PyNoon Data Lesson 4 - Tutorial

This tutorial will cover defining and using your own functions, and reducing duplication in your code.

It is based on:

Setup

  1. Make a new notebook for this lesson
  2. What’s the first thing to do? RENAME IT!
  3. Name it pynoon_starter_3.ipynb

Defining Functions

def print_greeting():
    print('Hello World!')
    print('How are you?')

Defining the function does not execute the code inside it, but we can call the function just like any other function:

print_greeting()
def print_greeting(name):
    print(f'Hello {name}!')
    print('How are you?')
print_greeting('Cooper')
def shorten_description(description, max_length):
    if len(description) > max_length:
        short_description = description[:max_length] + '...'
        return short_description
    return description
short_description = shorten_description('This is a very long description', 10)
short_description
shorten_description('12345', 5) == '12345'
assert shorten_description('12345', 5) == '12345'

Now let’s test that the description is limited to the given max_length:

assert shorten_description('123456789', 5) == '12...'

Hmmm, why did that fail?

shorten_description('123456789', 5)

Aha! we need take into account the length of the ellipsis:

def shorten_description(description, max_length):
    if len(description) > max_length:
        ellipsis = '...'
        return description[:(max_length - len(ellipsis))] + ellipsis
    return description

Short aside: F-Strings

name = 'Ben'
print(f'Hello {name}')
print(f'Hello {name.upper()}')

Applying functions to DataFrames

import pandas as pd
listings_df = pd.read_csv('https://pynoon.github.io/data/inside_airbnb_listings_nz_2023_09.csv')
listings_df

While Pandas provides many more functions for transforming DataFrames and Series, it is still often convenient to express a transformation as plain-old-Python code applied to a single value or row.

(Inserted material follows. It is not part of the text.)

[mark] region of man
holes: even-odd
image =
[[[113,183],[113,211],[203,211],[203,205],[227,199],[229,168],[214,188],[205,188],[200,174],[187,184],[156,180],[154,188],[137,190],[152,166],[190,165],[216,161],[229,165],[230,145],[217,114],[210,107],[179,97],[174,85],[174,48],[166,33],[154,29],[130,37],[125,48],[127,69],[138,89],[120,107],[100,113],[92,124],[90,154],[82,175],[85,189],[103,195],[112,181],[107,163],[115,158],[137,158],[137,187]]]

We can do this by writing our transformation as a regular Python function and then applying it to a Series or DataFrame.

To transform a listing ID into a URL, we can do the following:

id = 'l11909616'
f'https://www.airbnb.co.nz/rooms/{id[1:]}'

Let’s define a function to transform a listing ID into a URL:

def id_to_url(id):
    return f'https://www.airbnb.co.nz/rooms/{id[1:]}'
id_to_url('l11909616')

Calling .apply(id_to_url) on a single column Series passes each item in the Series to the function and returns a new Series where each value is the corresponding value returned by the function. We can then assign the resulting Series into a new url column:

listings_df['url'] = listings_df['id'].apply(id_to_url)
listings_df

We can also use .apply() with axis='columns on an entire DataFrame to pass an entire row at a time to the function.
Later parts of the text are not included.